Dès l’ouverture, un comédien portant un masque de clown grimaçant s’installe dans une baignoire devant nous. Il ne nous quittera plus sous diverses formes, rythmant l’action et ses rebondissements comme un ange de la mort sarcastique qui grandira jusqu’à devenir au final, un masque sans corps occupant la scène. Il est comme l’ombre d’un carnaval funèbre et le fil conducteur symbolique d’une action menée par le génie du mal, Barnaba, espion de l’Inquisition et amoureux éconduit de la Gioconda. Ses multiples vengeances vont crescendo jusqu’à vouloir abuser de la Gioconda morte. L’intrigue amoureuse tourne classiquement autour de deux frustrations : Barnaba amoureux éconduit et la Gioconda, qui aime sans retour Enzo, un exilé politique. Enzo est amoureux de Laura, la femme d’Alvise, membre de l’Inquisition, un cocu qui condamne sa femme à mort. La Gioconda dans un geste héroïque (pré-féministe ?) pardonne à sa rivale, qui a sauvé sa mère, la Cieca.

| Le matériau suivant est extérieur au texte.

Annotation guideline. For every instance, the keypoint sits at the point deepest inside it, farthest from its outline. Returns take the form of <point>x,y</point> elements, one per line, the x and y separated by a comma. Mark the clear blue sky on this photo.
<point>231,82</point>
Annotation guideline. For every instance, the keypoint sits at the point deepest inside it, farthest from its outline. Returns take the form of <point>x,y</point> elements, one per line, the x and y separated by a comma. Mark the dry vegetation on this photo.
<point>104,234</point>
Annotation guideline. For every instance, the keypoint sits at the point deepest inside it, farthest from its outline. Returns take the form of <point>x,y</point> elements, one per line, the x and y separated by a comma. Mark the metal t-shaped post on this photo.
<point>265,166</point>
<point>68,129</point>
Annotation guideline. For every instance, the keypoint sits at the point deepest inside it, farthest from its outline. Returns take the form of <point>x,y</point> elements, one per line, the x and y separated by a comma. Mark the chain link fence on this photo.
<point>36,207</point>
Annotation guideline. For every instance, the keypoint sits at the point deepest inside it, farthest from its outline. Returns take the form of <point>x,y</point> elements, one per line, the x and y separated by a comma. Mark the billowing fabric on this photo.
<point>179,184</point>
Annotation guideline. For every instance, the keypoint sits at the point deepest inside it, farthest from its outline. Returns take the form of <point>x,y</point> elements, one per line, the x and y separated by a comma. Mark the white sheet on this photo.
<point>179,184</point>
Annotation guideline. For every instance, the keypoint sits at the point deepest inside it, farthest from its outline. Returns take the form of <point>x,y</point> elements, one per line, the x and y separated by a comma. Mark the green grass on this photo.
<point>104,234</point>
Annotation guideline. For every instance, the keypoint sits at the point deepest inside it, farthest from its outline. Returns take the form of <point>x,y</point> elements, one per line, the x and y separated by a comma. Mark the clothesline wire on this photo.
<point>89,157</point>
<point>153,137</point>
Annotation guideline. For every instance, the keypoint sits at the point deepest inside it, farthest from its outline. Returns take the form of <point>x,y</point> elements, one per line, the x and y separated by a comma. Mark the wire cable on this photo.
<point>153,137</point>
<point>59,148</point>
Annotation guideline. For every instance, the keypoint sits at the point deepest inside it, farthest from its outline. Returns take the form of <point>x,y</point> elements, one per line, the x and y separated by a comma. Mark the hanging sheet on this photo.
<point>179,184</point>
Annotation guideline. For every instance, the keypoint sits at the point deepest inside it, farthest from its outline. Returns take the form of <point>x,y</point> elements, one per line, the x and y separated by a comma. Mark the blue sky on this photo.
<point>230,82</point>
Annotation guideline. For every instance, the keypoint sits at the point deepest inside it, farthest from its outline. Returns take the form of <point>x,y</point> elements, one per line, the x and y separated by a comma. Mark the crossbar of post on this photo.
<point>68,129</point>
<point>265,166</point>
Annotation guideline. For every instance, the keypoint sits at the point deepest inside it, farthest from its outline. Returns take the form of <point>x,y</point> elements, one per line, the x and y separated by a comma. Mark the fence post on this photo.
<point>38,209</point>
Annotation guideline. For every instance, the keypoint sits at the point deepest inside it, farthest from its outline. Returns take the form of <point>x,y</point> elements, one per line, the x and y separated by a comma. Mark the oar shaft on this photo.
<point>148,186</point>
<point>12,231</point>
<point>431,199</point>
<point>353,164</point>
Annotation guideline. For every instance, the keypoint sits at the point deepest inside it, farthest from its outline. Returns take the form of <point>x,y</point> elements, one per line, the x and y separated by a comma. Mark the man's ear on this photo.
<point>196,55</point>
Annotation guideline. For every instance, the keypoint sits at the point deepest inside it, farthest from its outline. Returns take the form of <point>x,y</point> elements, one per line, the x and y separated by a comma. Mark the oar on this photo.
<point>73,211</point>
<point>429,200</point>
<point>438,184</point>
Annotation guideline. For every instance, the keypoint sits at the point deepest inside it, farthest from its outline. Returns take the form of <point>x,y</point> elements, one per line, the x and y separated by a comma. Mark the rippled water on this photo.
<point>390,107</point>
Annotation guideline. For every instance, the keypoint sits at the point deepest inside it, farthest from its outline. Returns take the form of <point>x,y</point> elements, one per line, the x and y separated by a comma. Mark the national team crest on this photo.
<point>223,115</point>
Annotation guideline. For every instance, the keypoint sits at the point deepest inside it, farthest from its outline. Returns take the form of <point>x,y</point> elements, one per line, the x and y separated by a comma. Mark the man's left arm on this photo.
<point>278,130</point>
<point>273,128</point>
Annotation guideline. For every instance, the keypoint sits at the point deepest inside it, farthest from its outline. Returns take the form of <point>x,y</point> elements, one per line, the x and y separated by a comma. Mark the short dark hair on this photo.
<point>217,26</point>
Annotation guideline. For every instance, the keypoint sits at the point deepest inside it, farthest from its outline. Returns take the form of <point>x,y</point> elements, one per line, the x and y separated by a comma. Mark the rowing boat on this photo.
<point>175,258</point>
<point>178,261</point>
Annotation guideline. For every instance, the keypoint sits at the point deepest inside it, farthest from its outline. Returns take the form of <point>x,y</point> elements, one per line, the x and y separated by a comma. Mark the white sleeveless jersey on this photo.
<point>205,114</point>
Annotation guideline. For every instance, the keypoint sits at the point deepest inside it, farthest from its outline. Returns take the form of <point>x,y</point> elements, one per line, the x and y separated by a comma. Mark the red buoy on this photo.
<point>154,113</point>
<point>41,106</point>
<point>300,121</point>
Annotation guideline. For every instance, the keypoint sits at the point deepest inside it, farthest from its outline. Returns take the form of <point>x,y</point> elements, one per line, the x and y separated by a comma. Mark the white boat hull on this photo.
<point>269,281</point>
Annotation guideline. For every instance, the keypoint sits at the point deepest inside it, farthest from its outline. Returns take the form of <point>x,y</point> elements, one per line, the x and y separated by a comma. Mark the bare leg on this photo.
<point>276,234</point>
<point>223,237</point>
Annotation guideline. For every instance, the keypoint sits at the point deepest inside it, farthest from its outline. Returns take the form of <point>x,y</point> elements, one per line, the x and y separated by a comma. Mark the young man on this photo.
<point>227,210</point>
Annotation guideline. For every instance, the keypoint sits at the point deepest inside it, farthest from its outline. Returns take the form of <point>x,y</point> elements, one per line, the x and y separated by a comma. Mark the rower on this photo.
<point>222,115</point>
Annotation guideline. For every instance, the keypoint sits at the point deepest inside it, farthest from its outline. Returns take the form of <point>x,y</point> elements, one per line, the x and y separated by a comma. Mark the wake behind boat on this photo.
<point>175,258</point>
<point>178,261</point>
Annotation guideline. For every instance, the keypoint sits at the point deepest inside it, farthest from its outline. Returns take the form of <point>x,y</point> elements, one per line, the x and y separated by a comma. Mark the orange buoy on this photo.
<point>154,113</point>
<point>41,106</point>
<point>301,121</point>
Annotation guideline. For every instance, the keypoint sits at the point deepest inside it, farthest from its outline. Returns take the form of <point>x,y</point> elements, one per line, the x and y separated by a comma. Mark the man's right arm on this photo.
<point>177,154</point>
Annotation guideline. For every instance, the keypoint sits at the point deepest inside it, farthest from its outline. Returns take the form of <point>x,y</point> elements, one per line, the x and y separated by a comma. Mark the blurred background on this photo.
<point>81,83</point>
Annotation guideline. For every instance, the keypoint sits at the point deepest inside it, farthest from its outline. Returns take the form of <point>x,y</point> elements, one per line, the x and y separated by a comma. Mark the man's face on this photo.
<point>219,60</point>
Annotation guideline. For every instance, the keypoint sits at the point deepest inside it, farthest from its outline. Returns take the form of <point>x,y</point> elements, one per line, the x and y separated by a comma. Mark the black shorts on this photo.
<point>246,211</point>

Le Diable contre la Sainte ? Il y a un peu de cela, une opposition romantique entre le Bien et le Mal, héritée de Victor Hugo dont « Angelo, tyran de Padoue » a servi de modèle au librettiste Arrigo Boito. Sur ce schéma qui mêle amour et politique, dans un contexte hérité du romantisme et qui annonce esthétiquement l’opéra vériste de Puccini, Olivier Py et Pierre-André Weitz plaquent une autre vision, presque un postulat : « La beauté de Venise, affirme Olivier Py, c’est la mort, la grandeur de Venise c’est la décadence ; la puissance de Venise, c’est le mal ». Et d’y voir le crépuscule de l’Europe des lumières que nous vivons actuellement. Plus subtilement, son scénariste affirme : » Comment rendre Venise visible sans la désigner ?« . Et de créer un monde visuel sous-terrain oppressant, un trou noir, caveau, garage ou Palais enfoui, où le ciel et le soleil sont absents et où l’eau (du Grand Canal ?) suinte des murs, inondant le sol où pataugent chœur et interprètes. Comme si les créatures qui le peuplent étaient en sursis de leur mort, dans la droite logique du livret : Laura dans son catafalque, la Cieca assassinée, la Gioconda suicidée et violée. Les choristes sont revêtus de masques de clowns qui en font des figurants d’un carnaval funèbre.
Enfin, le fameux ballet « Danse des heures », qui a nourri le « Fantasia » de Walt Disney d’une adorable chorégraphie pour hippopotames et crocodiles, est remplacé par un « intermède dansé » supposé « trash » qui rend plus explicite l’érotisme décadent en mode carnaval. C’est le seul point faible de l’ensemble qui aurait requis les compétences d’un(e) vrai(e) chorégraphe plutôt que cette fantaisie un peu banale.
Pierre-André Weitz signe lui un concept très fort, noir de noir et subtil, permettant à chaque spectateur de plonger dans le gouffre intérieur des personnages et le sien propre et d’y ajouter toutes les interprétations métaphysiques et politiques qu’il veut. Il favorise aussi la concentration sur l’essentiel, la musique, somptueuse. La collaboration entre Ponchielli et Boito donne une intrigue bien construite et une partition généreuse qui ne distribue pas moins de six grands rôles parcourant tous les registres masculin (ténor, baryton, basse) et féminin (soprano, mezzo, contralto, remplacée ici par une deuxième mezzo). Les interprètes sont tous remarquables de justesse à commencer par les rôles principaux, la Gioconda de Béatrice Uria Monzon, et le Barnaba de Franco Vassallo, deux prises de rôle éclatantes de force maîtrisée. L’orchestre de la Monnaie dirigé par Paolo Carignano combine puissance et délicatesse dans le rapport aux solistes.
Au total, cette production d’une œuvre rarement jouée est un cadeau royal à ne rater sous aucun prétexte.
« La Gioconda » de Ponchielli mise en scène d’Olivier Py.